Question: How can I use a boostrap to get confidence intervals for a collection of statistics calculated on the eigenvalues of covariance matrices, separately for each group (factor level) in a data frame?
Problem: I can't quite work out the data
structure I need to contain these results suitable for the boot
function, or a way to "map" the bootstrap over groups and obtain confidence intervals in a form suitable for plotting.
Context:
In the heplots
package, boxM
calculates Box's M test of equality of covariance matrices.
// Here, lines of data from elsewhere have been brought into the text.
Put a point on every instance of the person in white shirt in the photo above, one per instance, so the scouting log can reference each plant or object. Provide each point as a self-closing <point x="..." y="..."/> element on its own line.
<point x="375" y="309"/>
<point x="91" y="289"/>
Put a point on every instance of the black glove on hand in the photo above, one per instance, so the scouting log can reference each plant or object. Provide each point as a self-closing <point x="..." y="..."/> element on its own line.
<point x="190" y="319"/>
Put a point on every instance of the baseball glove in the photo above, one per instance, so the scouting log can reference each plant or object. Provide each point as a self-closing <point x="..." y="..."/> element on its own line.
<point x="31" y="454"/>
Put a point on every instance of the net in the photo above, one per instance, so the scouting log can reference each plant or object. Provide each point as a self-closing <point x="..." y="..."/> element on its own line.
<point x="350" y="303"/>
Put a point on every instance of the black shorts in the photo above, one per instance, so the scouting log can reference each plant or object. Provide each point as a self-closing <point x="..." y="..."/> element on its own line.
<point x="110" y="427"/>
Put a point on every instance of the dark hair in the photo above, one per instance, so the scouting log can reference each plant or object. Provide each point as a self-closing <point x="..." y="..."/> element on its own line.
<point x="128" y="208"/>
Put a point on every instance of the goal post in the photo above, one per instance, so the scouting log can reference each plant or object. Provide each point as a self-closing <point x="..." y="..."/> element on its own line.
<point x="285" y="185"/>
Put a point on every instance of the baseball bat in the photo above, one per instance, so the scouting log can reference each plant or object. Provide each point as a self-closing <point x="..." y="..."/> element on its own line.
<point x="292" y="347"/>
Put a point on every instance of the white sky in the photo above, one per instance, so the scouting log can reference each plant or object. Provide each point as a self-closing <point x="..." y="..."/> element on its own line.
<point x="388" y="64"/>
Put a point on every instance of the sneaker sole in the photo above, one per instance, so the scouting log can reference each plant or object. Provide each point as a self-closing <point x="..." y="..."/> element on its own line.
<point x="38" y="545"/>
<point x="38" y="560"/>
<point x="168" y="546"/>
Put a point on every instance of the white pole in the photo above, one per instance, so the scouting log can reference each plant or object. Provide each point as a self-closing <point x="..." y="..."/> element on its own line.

There is a plot method that produces a useful plot of the log determinants that go into this
test. The confidence intervals in this plot are based on an asymptotic theory approximation.
> library(heplots)
> iris.boxm <- boxM(iris[, 1:4], iris[, "Species"])
> iris.boxm
Box's M-test for Homogeneity of Covariance Matrices
data: iris[, 1:4]
Chi-Sq (approx.) = 140.94, df = 20, p-value < 2.2e-16
> plot(iris.boxm, gplabel="Species")
The plot method can also display other functions of the eigenvalues, but no theoretical confidence intervals are available in this case.
op <- par(mfrow=c(2,2), mar=c(5,4,1,1))
plot(iris.boxm, gplabel="Species", which="product")
plot(iris.boxm, gplabel="Species", which="sum")
plot(iris.boxm, gplabel="Species", which="precision")
plot(iris.boxm, gplabel="Species", which="max")
par(op)
Thus, I would like to be able to calculate these CIs using a boostrap, and display them in the corresponding plots.
What I've tried:
Below are functions that boostrap these statistics, but for the total
sample, not taking group (Species
) into account.
cov_stat_fun <- function(data, indices,
stats=c("logdet", "prod", "sum", "precision", "max")
) {
dat <- data[indices,]
cov <- cov(dat, use="complete.obs")
eigs <- eigen(cov)$values
res <- c(
"logdet" = log(det(cov)),
"prod" = prod(eigs),
"sum" = sum(eigs),
"precision" = 1/ sum(1/eigs),
"max" = max(eigs)
)
}
boot_cov_stat <- function(data, R=500, ...) {
boot(data, cov_stat_fun, R=R, ...)
}
This works, but I need the results by group (and also for the total sample)
> iris.boot <- boot_cov_stat(iris[,1:4])
>
> iris.ci <- boot.ci(iris.boot)
> iris.ci
BOOTSTRAP CONFIDENCE INTERVAL CALCULATIONS
Based on 500 bootstrap replicates
CALL :
boot.ci(boot.out = iris.boot)
Intervals :
Level Normal Basic Studentized
95% (-6.622, -5.702 ) (-6.593, -5.653 ) (-6.542, -5.438 )
Level Percentile BCa
95% (-6.865, -5.926 ) (-6.613, -5.678 )
Calculations and Intervals on Original Scale
Some BCa intervals may be unstable
>
I also have written a function that calculates the separate covariance matrices for each group, but I can't see how to use this in my bootstrap functions. Can someone help?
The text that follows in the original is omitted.